Clark Fork Valley Nursing Home: Safety Violations MT
PLAINS, MT - Federal inspectors documented multiple instances where Clark Fork Valley Nursing Home failed to protect residents from harmful behaviors over a two-month period, with staff recording at least 15 separate incidents involving physical contact between residents without implementing adequate intervention strategies.
Pattern of Resident-to-Resident Incidents Documented
Between July and August 2024, facility staff documented a series of incidents involving one resident's repeated physical interactions with other residents. The events ranged from wheelchair collisions to grabbing, hitting, and pulling behaviors that created safety concerns throughout the facility.
On July 3, 2024, staff recorded that a resident in a wheelchair collided with another resident's walker, striking the walking resident's fingers and nearly causing her to fall. Later that same day, the same resident attempted to hit another resident with a recliner remote, and when staff intervened, reportedly laughed and said "I almost gotchya."
The following day brought a more serious incident when a resident grabbed another resident's face, specifically the left eyebrow area, creating an open wound above the eye. Staff documentation noted this occurred during a confrontation over supplies.
These incidents represent significant failures in behavioral management protocols. When a resident exhibits patterns of physical aggression toward others, facilities are required to conduct comprehensive behavioral assessments, identify triggering factors, and implement targeted interventions. The medical significance extends beyond immediate injuries - repeated exposure to aggressive behaviors can cause psychological distress, fear, anxiety, and reluctance to participate in social activities among affected residents.
The facility's documentation showed that staff recorded these events but did not demonstrate sufficient action to protect other residents or provide ongoing behavioral assessments. There was no evidence that interventions were systematically identified, implemented, and monitored to address the underlying causes of the resident's behaviors while simultaneously protecting others in the facility.

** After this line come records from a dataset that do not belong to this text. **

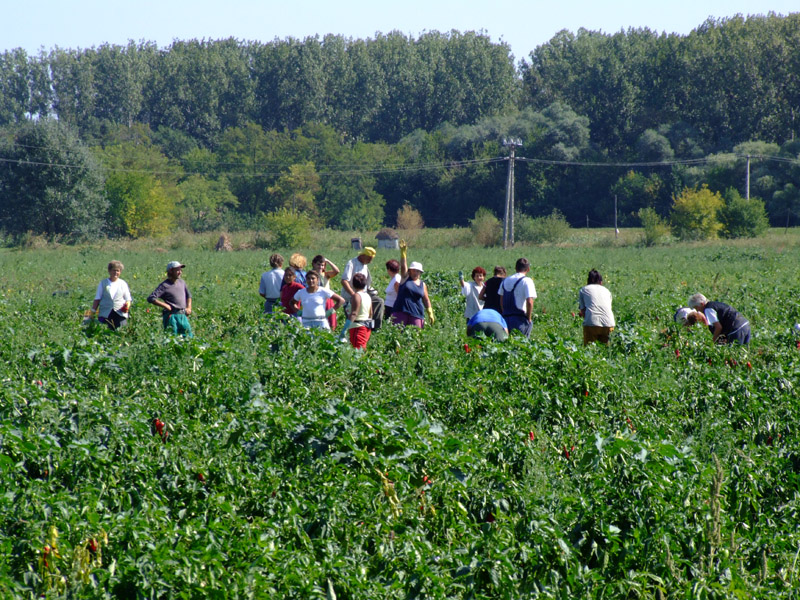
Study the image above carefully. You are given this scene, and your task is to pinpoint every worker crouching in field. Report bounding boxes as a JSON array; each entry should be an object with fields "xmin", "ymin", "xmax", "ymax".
[
  {"xmin": 467, "ymin": 308, "xmax": 508, "ymax": 342},
  {"xmin": 147, "ymin": 260, "xmax": 194, "ymax": 337},
  {"xmin": 686, "ymin": 294, "xmax": 750, "ymax": 344},
  {"xmin": 578, "ymin": 269, "xmax": 617, "ymax": 346}
]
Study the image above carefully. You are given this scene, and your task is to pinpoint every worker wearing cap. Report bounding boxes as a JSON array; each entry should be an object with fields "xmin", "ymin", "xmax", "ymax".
[
  {"xmin": 340, "ymin": 246, "xmax": 383, "ymax": 340},
  {"xmin": 147, "ymin": 260, "xmax": 193, "ymax": 337}
]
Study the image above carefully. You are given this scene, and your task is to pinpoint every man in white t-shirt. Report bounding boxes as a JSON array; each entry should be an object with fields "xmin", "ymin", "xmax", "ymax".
[
  {"xmin": 294, "ymin": 271, "xmax": 344, "ymax": 329},
  {"xmin": 258, "ymin": 254, "xmax": 283, "ymax": 313},
  {"xmin": 578, "ymin": 269, "xmax": 617, "ymax": 346},
  {"xmin": 498, "ymin": 258, "xmax": 536, "ymax": 337}
]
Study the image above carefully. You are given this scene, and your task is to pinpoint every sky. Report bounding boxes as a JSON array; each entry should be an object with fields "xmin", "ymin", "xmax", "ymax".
[{"xmin": 0, "ymin": 0, "xmax": 800, "ymax": 61}]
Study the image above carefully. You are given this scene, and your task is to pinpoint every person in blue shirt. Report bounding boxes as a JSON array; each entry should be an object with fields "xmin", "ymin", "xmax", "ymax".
[{"xmin": 467, "ymin": 308, "xmax": 508, "ymax": 342}]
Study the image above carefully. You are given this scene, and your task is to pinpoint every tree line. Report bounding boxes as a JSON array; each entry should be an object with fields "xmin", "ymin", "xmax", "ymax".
[{"xmin": 0, "ymin": 13, "xmax": 800, "ymax": 237}]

Escalation Without Adequate Response
The incidents continued to escalate throughout July. On July 10, 2024, staff documented that a resident "started to torment" another resident during an activity in the dining room, poking her aggressively on the left shoulder and back. When the affected resident asked her to stop because it was hurting, the aggressing resident reportedly laughed and continued. Five minutes later, the same resident returned to the dining room, attempted to take another resident's walker by grabbing and dragging it away, and when staff intervened, began swearing and yelling.
Later that same day, staff recorded that the resident removed hanging pictures from walls and threw them on the ground, then went to side tables and dining tables, grabbing and throwing items while making crying sounds.

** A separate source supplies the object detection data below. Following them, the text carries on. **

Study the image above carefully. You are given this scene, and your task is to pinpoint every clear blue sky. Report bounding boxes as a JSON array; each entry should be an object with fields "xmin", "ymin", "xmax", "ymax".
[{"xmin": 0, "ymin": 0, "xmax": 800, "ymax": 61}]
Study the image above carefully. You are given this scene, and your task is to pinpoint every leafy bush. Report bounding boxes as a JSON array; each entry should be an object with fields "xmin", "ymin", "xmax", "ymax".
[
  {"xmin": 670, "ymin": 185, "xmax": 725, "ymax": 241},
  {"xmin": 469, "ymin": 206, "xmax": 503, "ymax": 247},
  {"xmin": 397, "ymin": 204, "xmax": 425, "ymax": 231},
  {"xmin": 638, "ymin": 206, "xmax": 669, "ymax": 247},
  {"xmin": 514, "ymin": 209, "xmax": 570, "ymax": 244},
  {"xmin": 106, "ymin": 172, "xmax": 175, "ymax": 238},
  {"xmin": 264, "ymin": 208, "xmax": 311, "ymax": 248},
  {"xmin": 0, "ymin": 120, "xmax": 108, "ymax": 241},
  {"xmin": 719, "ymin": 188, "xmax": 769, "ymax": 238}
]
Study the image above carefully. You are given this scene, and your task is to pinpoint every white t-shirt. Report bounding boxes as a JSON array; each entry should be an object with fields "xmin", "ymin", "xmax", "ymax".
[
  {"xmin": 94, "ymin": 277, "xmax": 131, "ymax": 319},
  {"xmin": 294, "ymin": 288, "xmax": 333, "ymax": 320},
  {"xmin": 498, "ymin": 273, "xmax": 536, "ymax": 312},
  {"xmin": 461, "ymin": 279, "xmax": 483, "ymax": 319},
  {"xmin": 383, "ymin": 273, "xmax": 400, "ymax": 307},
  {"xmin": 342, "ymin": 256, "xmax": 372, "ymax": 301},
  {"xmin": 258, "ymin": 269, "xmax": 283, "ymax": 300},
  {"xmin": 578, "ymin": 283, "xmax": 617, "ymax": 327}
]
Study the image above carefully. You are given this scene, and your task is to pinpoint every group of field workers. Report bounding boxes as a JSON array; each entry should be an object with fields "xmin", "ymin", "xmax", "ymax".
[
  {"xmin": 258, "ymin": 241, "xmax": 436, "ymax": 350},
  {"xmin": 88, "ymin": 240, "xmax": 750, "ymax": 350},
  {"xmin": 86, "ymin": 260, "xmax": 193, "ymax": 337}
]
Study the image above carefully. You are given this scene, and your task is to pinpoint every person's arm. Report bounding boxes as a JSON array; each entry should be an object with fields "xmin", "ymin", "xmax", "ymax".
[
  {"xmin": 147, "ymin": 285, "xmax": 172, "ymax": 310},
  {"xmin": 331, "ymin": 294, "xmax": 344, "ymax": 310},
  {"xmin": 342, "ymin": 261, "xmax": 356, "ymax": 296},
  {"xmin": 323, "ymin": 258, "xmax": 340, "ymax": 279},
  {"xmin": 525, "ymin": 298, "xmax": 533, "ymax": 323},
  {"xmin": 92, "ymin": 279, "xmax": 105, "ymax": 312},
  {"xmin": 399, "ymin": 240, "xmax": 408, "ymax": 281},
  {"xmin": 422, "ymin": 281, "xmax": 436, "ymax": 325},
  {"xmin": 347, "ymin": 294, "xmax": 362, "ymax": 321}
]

From a clinical perspective, this pattern indicates significant unmet needs. When residents exhibit escalating aggressive behaviors combined with emotional distress, it typically signals underlying medical issues, environmental stressors, unaddressed pain, medication side effects, or progression of cognitive impairment. The combination of targeted aggression toward specific residents and generalized agitation suggests the resident was experiencing significant distress that required comprehensive evaluation.
Proper protocol requires facilities to convene interdisciplinary team meetings when behavioral patterns emerge, involving physicians, nursing staff, social services, activities personnel, and when appropriate, mental health professionals. The team should review medications, assess for underlying medical conditions, evaluate environmental factors, and develop individualized interventions that address root causes rather than simply documenting incidents as they occur.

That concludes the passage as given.